En esos patio de la casa de Coyoacán crecieron sus hijas, Antonia, Guadalupe, Carmela, María- niñas de labores y de tareas, niñas de quehaceres y de trabajos, niñas de costuras, de ollas, de gallinas y de escobas y trapos, niñas de lavar y de doblar, niñas de cortar y de picar, niñas de limpiar y de coser y zurcir. Niñas que aprendieron a leer y a escribir con lápices de grafito y cuadernos que se prestaban las unas a las otras, Delfina se había empeñado en que sus hijas irían a la escuela, en que sus hijas aprenderían a escribir sus nombres y a leer sus propias cartas, Delfina no sabía de grados académicos pero sabía de trece barrigas y de lo que no deseaba para su ristra de hijas.

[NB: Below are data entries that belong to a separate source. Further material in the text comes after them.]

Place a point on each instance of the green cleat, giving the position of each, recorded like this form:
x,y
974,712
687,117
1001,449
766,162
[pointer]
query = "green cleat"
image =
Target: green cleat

5. Antonia estaba aprendiendo a parir

Las dos mujeres estaban destinadas a parir en sincronía, las contracciones empezaron a la media noche y pasada la madrugada los gritos de dolor llenaban las habitaciones de la casa y se salían hasta el patio colándose por entre las hiedras y sacudiendo las hojas de las plantas que llenaban las no pocas macetas esparcidas por todo el patio. Las mujeres gritaban y sudaban, las gotas de sudor corriendo por sus caras a pesar de que era octubre, a pesar de que el fresco ya había empezado a cubrir las noches de luna y a pesar que las mañanas amanecían con el rocío cubriendo la ciudad y el olor a tierra mojada. 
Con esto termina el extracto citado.